Dirty pages and write-back

When a page is modified, its buffer is marked dirty (BM_DIRTY). Dirty buffers are written back by three actors: the background writer (smooths I/O ahead of demand), the checkpointer (flushes everything at a checkpoint), and as a last resort a backend that needs a clean victim. Every write obeys the WAL rule: flush WAL up to the page’s LSN first.

Layer 3 — Watch it happen on your own database

CREATE EXTENSION IF NOT EXISTS pg_buffercache;
SELECT c.relname, count(*) AS buffers,
       pg_size_pretty(count(*) * 8192) AS cached
FROM   pg_buffercache b
JOIN   pg_class c ON b.relfilenode = pg_relation_filenode(c.oid)
GROUP  BY c.relname ORDER BY buffers DESC LIMIT 10;

This shows exactly which relations are resident right now. Run a large sequential scan of a cold table and watch its buffer count rise; run it again and the second pass is far faster because the pages are already framed. That is the clock sweep keeping hot pages and evicting cold ones in action.

Layer 4 — The levers this hands you

Bigger is not always better.
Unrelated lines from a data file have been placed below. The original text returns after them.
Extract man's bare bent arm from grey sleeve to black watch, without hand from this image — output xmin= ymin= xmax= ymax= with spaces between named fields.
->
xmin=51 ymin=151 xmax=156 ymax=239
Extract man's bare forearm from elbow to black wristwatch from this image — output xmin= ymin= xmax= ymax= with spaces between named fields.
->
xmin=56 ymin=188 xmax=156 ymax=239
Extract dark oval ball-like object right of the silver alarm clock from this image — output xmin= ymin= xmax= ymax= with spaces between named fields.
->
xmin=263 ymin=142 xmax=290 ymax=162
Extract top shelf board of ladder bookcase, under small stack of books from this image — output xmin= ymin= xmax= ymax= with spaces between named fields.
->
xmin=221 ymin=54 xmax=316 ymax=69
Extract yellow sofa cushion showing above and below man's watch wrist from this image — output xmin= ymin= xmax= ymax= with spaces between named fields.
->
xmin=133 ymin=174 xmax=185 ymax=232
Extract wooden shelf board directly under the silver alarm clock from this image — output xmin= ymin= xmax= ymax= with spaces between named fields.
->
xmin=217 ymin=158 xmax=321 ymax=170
Beyond a point, the OS page cache and double-buffering make very large shared_buffers counter-productive; 25% of RAM is a common starting point.
Measure hit ratio from pg_stat_database, but remember the OS cache catches many “misses,” so a 99% Postgres hit ratio is not the whole truth.
Smooth the checkpoint write storm with checkpoint_completion_target and bgwriter_* settings so dirty-buffer flushes are spread out rather than spiking.
pg_buffercache and pg_prewarm let you inspect and pre-load the cache after a restart.

Layer 5 — What an Oracle DBA should expect vs what they get

This is Oracle’s buffer cache in the SGA, but smaller in ambition and reliant on the OS:

No “SGA owns all of RAM.” Oracle typically sizes the buffer cache to hold most of the working set and bypasses the filesystem cache. PostgreSQL deliberately keeps shared_buffers modest and leans on the OS page cache as a second tier — which is why double-buffering, not raw cache size, is the tuning concern.
Clock sweep instead of touch-count LRU lists. Oracle uses LRU/touch-count chains; PostgreSQL uses an approximate-LRU clock sweep with a usage_count that decrements on each pass. The effect is similar (hot pages stay) but there are no separate hot/cold LRU regions to tune.
No DBWR army. Background writing is done by a single bgwriter plus the checkpointer, not a configurable pool of DBWn processes. You tune write smoothing through checkpoint and bgwriter GUCs rather than DBWR counts.
No KEEP/RECYCLE pools. There is one buffer pool. To pin a hot table you pre-warm it with pg_prewarm rather than assigning it to a KEEP pool.

Key takeaway

The buffer cache is a fixed array of 8KB frames, and an approximate-LRU clock sweep with per-buffer usage_count decides what stays. Dirty buffers are flushed by the checkpointer and bgwriter, not at commit — WAL already guarantees durability. Size shared_buffers for the working set but leave room for the OS cache, and treat the post-checkpoint write spike as the cost of deferring page writes, not a bug to eliminate.